Cependant, des recherches plus poussées en cours par le mauricien Joel Edouard sur les archives du VOC ont mis en lumière de nouvelles données. En effet, des 1650, un autre forçat chinois enregistré sous le nom de ‘Bunckij’ (prononce Bunckai) avait déjà été envoyé à Maurice, toujours de Batavia.

PÉRIODE COLONIALE FRANÇAISE (1715, 1721-1810)

Après que les hollandais eurent abandonné Maurice, Guillaume Dufresne d’Arsel débarqua et prit possession de l’île comme point de ravitaillement géostratégique sur la Route des Indes Orientales. Mais la colonisation ne débuta qu’en 1721 avec un premier contingent de colons qui allaient développer ce rocher perdu au milieu de l’Océan Indien en la transformant en la Perle de l’Océan indien.

En consultant les registres des arrivées, on note qu’en 1745 sous l’administration du Comte Charles Hector d’Estaing, on arrive à retracer l’arrivée de plusieurs Chinois dont les occupations variaient entre esclaves, artisans, jardiniers ou commerçants. Autre fait intéressant, les deux premières femmes chinoises au nom de Pauline et Gracia arrivèrent aussi cette année-là. L’armateur Louis Vigoureux les auraient achetées comme esclaves à Canton.

PÉRIODE COLONIALE BRITANNIQUE (1810-1968)

Le développement du commerce mondial accentua l’importance géostratégique de Maurice comme pied-à-terre sur la Route du Thé. Après une tentative infructueuse par Labourdonnais de conquérir l’Inde a partir de Maurice, les Anglais jugèrent que le contrôle de Maurice était crucial pour protéger le ‘Jewel of the Crown.’

Ainsi donc, après une tentative ratée en août 1810 qui résulta en la plus grande victoire navale française de l’ère napoléonienne. D’ailleurs, cette victoire la Bataille de Grand Port est gravée sur l’Arc de Triomphe à Paris.

Les Anglais décidèrent de prendre les taureaux par les cornes et envoyèrent une escadre de près d’une centaine de navires pour prendre l’ile. Face à cette gigantesque armada, les Français capitulèrent le 3 décembre 1810. Le Traité de Paris fut signé le 30 mai 1814 et concéda officiellement l’ile de France et ses dépendances aux Anglais tout en préservant certains droits et privilèges aux colons français.

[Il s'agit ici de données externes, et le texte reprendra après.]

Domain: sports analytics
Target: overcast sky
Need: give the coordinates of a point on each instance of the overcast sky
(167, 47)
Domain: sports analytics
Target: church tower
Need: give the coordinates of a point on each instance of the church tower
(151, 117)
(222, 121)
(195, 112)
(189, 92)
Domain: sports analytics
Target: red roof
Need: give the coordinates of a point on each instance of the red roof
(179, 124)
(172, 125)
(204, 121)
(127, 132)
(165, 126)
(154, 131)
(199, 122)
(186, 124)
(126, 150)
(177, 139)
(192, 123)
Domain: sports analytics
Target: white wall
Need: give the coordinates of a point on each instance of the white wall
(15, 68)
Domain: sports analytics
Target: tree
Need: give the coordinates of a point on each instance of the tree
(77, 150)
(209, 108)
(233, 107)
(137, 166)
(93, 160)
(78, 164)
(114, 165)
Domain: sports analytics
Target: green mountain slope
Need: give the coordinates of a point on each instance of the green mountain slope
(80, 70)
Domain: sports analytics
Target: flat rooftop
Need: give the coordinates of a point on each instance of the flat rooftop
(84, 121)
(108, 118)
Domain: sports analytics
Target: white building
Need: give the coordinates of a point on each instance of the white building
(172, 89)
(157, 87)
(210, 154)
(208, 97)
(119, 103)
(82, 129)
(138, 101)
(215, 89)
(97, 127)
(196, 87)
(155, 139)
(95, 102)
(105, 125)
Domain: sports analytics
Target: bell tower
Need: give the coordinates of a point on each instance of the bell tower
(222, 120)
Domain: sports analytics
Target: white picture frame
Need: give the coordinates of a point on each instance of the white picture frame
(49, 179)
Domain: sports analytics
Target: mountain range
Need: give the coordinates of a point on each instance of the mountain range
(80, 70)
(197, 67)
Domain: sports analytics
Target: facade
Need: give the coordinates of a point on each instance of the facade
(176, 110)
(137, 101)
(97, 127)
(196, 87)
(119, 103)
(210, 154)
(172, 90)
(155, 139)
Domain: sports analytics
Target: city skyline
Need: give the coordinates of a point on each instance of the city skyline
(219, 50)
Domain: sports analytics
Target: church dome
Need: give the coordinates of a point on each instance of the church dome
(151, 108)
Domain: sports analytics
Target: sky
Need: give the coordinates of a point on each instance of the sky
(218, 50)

Robert Townsend Farquhar fut le premier gouverneur anglais entre 1810 et 1823.Avant de venir à Maurice, il était gouverneur adjoint à Penang et avait vu les Chinois à l’œuvre. Avec l’abolition de l’esclavage en vue, les Britanniques décidèrent de se rabattre sur les coolies. D’abord, Farquhar eut donc l’idée de faire venir des coolies chinois du sud-est Asiatique pour travailler dans les champs de canne.

En 1829, deux groupes de 149 et 249 travailleurs engagés chinois débarquèrent à Maurice après avoir été embarqués à Singapour. L’importation des coolies ira en crescendo et dans les années 1840, plusieurs milliers de chinois arrivèrent ainsi à Maurice. Malheureusement, les Chinois n’étaient pas satisfaits des conditions et du traitement reçu et se révoltèrent.  Les autorités anglaises changèrent leur fusil d’épaule et fit venir les Girmityas de l’Inde.

LES BOUTIQUES CHINOISES

Les travailleurs indiens furent déployés en grande masse dans les sucreries à travers l’ile et après ce ‘Great Experiment’ conculant, les autres colonies anglaises emboîtèrent le pas à Maurice.

Cette vague de l’immigration indienne vit la création des camps de travailleurs à travers l’ile. Comme leur maigre compensation ne suffisait pas et que le gros de la paye ne leur était versé qu’après la coupe et la vente du sucre, cela créa une opportunité pour les commerçants chinois. Ils vont exceller dans le commerce du détail à travers la mise en place d’un réseau de boutiques chinoises pour desservir cette communauté de travailleurs.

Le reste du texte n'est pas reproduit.